Armoede kan betekenen dat er geen geld is voor (gezond) eten, de huur van het huis, een schoolreisje, hobby of een kinderfeestje. Opgroeien in armoede heeft ook een mentale impact op kinderen, zowel binnenshuis als buitenshuis, blijkt onder andere uit onderzoek van de kinderombudsman (2017) en het Nederlands Jeugdinstituut (2018). Binnenshuis doordat stress door geldgebrek van de ouders de gezinsrelaties beïnvloedt. Buitenshuis doordat kinderen niet mee kunnen doen met leeftijdgenootjes. Ze kunnen zich een buitenstaander voelen of zien voor zichzelf weinig toekomstperspectief. Opgroeien in armoede heeft vaak ook impact op de gezondheidssituatie van kinderen zoals een groeiachterstand, slechter gebit of een groter risico op ziekten als diabetes of obesitas. Kort gezegd: opgroeien in armoede staat de gezonde ontwikkeling van kinderen in de weg.
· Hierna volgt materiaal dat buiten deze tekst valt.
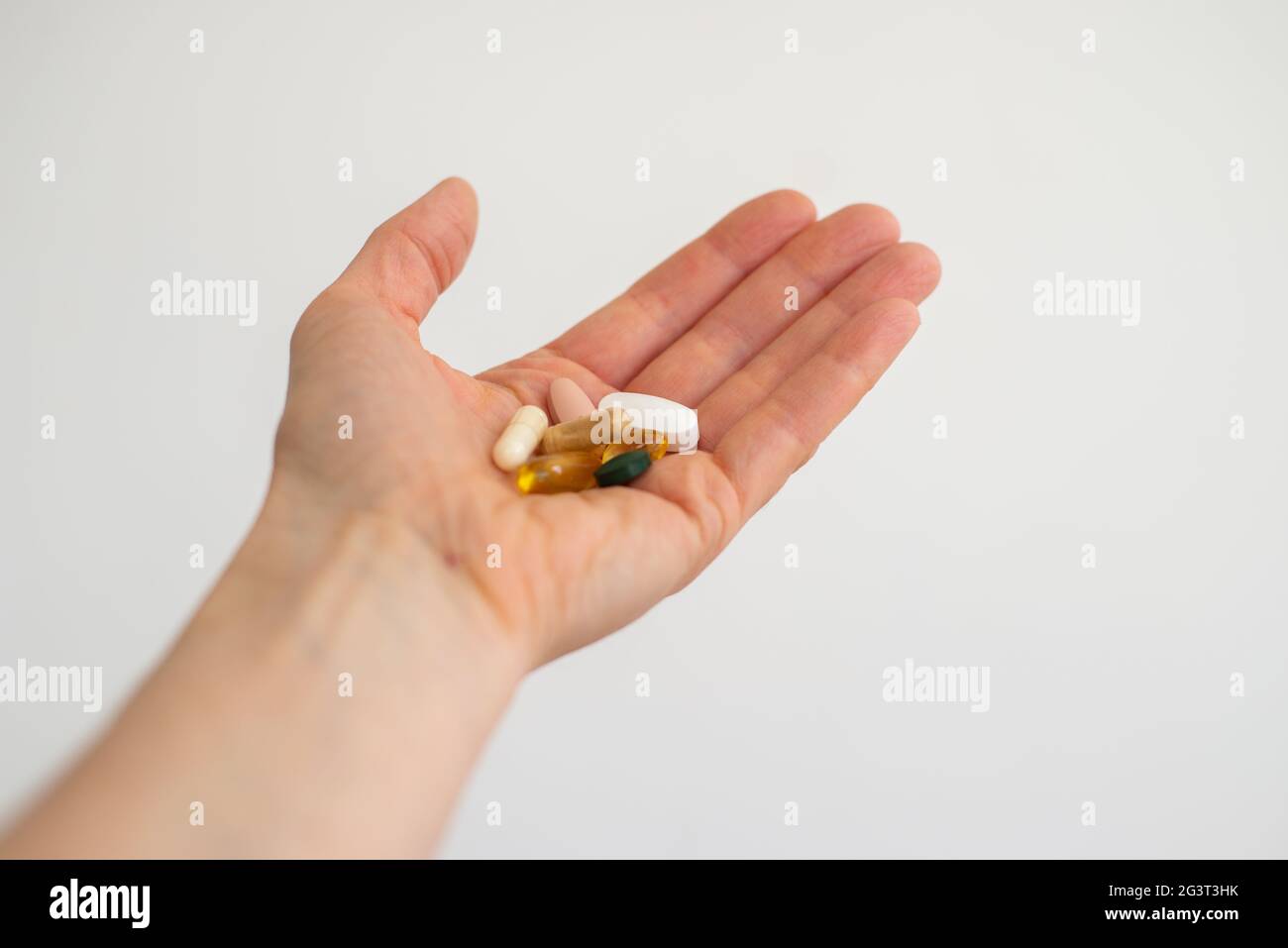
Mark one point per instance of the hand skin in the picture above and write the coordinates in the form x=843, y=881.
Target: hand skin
x=370, y=556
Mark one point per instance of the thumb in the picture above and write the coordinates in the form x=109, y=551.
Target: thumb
x=415, y=256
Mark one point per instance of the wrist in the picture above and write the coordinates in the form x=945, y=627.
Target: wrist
x=329, y=698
Grote groep tussen 4 en 12 jaar

Van alle Friese kinderen die in armoede opgroeien heeft de helft (51%) de basisschoolleeftijd van 4 tot 12 jaar. Van de andere helft is ongeveer een kwart (23%) tussen 0 tot 4 jaar en heeft een kwart (26%) de middelbare schoolleeftijd (12 tot 18 jaar). Onderstaande figuur geeft per gemeente de leeftijdsverdeling weer van kinderen in een huishouden met een inkomen onder de lage-inkomensgrens. Daarbij valt op dat in alle gemeenten het aandeel kinderen van 4 tot 12 jaar grotendeels gelijk is.

Stijging verwacht

Na een stijging in de crisisjaren daalde het aantal kinderen dat in armoede leeft langzaam. In 2013 was dit aantal het hoogst, ruim twaalfduizend kinderen. Gedurende 2014-2016 daalde dit aantal naar bijna tienduizend kinderen. Deze daling zette zich in 2017 en 2018 zowel landelijk als in Fryslân niet verder door (FSP, 2019). Het Centraal Planbureau (CPB) en het Sociaal en Cultureel Planbureau (SCP) verwachten dat zonder extra maatregelen de armoede in Nederland de komende jaren toeneemt. In deze raming zijn de gevolgen van de coronacrisis nog niet meegerekend.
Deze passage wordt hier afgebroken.